Con il 147 la tenaglia si chiude
di Paolo Nuti - 24.11.98
Con una azione a tenaglia sul piano commerciale e
normativo, Telecom Italia si avvia a conquistare il controllo pressoché totale
della rete Internet Italiana. L'azione sin qui condotta può essere riassunta
in sette fasi, alle quali si aggiunge la recente introduzione del numero
"147".
Cosa spinge l'ex monopolista a sfidare il processo di liberalizzazione ponendo
le premesse per la totale concentrazione del traffico Internet sulla propria
rete?
1 - (1994/95) Nascono le strutture
Interbusiness e TOL (Telecom On Line). L'offerta Interbusiness (accesso ad
Internet con rete commutata o dedicata con o senza diritto di rivendita a terzi)
si rivolge alla clientela affari. L'offerta TOL si rivolge all'utenza
residenziale e small-business, limitatamente ad un accesso ISDN.
2 - Nel giugno del 1996 Telecom Italia acquista
Video On Line, il servizio di accesso ad Internet che in un anno di attività
aveva raccolto circa 45.000 abbonati e molte diecine di miliardi di perdite, in
massima parte debiti contratti con Telecom Italia per l'offerta di accessi
gratuiti attraverso un numero verde e la fornitura chiavi in mano della rete di
nodi di accesso urbano a VOL. Le offerte commerciali di Interbusiness, TOL
(accesso solo attraverso rete ISDN) e VOL (accesso prevalentemente attraverso
rete telefonica commutata) proseguono secondo i vecchi schemi fino a gennaio
1997. Sulla base dei dati pubblicati nel bilancio di Telecom Italia, VOL/TOL ha,
nel 1996, perdite per 42,4 miliardi su poco meno di 9 miliardi di ricavi. Nello
stesso periodo Interbusiness, ha perdite per 62,5 miliardi e ricavi per 34,7
miliardi.
3 - Sempre nel 1996 la divisione clientela
affari di Telecom Italia lancia il servizio ArcIPelago, una rete di nodi di
accesso PSTN e ISDN. Chiunque voglia realizzare un'offerta di accesso ad
Internet può farlo acquistando banda passante (nazionale ed internazionale) da
Interbusiness e rete di accesso da ArcIPelago. Di fatto questa offerta,
allettante per molti piccoli operatori, ha già concentrato sulle dorsali
Telecom Italia il traffico di circa 160 piccoli fornitori di accesso ad Internet
su un totale di circa 500 attualmente (1998) operanti in Italia.
4 - A febbraio 1997 (nominalmente, in realtà
da marzo) le offerte TOL e VOL vengono riunite sotto il marchio TIN (Telecom
Italia Network).

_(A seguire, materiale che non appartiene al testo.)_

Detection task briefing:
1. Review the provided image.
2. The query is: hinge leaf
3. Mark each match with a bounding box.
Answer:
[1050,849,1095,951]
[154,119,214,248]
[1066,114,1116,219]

Il prezzo dell'abbonamento tipo (accesso via rete commutata
senza limitazione di tempo) viene portato a 476.000 lire (400.000 lire + Iva).
In linea con il prezzo praticato negli Stati Uniti dove peraltro i canoni di
noleggio delle infrastrutture di base (linee di trasmissione dati) sono
notevolmente inferiori.
5 - A settembre 1997, preoccupata per i ritardi
di crescita della base di abbonati residenziali (in pratica poco meno che ferma
ai numeri di VOL), TIN lancia l'offerta a 248.000 + IVA e a 149.000 + IVA per
gli studenti. Alle nuove offerte, largamente inferiori ai costi di esercizio che
per il 1996 possono essere stimati in non meno di 800.000 lire/abbonato, si
affianca una campagna omaggi che, se possibile, offusca quella a suo tempo
lanciata da VOL: centinaia di migliaia di abbonamenti omaggio da 15 gg sono
offerti mensilmente attraverso riviste specializzate e CD-Rom distribuiti in
edicola. Come se non bastasse, è possibile richiedere abbonamenti omaggio da 15
gg direttamente "On-line" e senza alcuna valida forma di controllo.
6 - A gennaio 1998 partono le diverse
"formule" che, spacciate per una agevolazione a favore dello sviluppo
di Internet, rappresentano invece un'azione di marketing a doppio favore di
Telecom. Le formule, infatti, da un lato fidelizzano l'abbonato Telecom in
vista della liberalizzazione; nel contempo chi, non abbonato ad Internet, chiede
a Telecom informazioni sulle modalità dello sconto "per internet",
tenderà poi a rivolgersi a TIN.
7 - Per accelerare l'attivazione di abbonamenti
ed abbattere i costi di segreteria, TIN abbandona i contratti cartacei e la
richiesta di presentazione di una fotocopia dei documenti: l'attivazione è
fatta "on line" dallo stesso abbonato ed è legata unicamente alla
congruità del codice fiscale con il nome e la data di nascita dichiarati dall'abbonato.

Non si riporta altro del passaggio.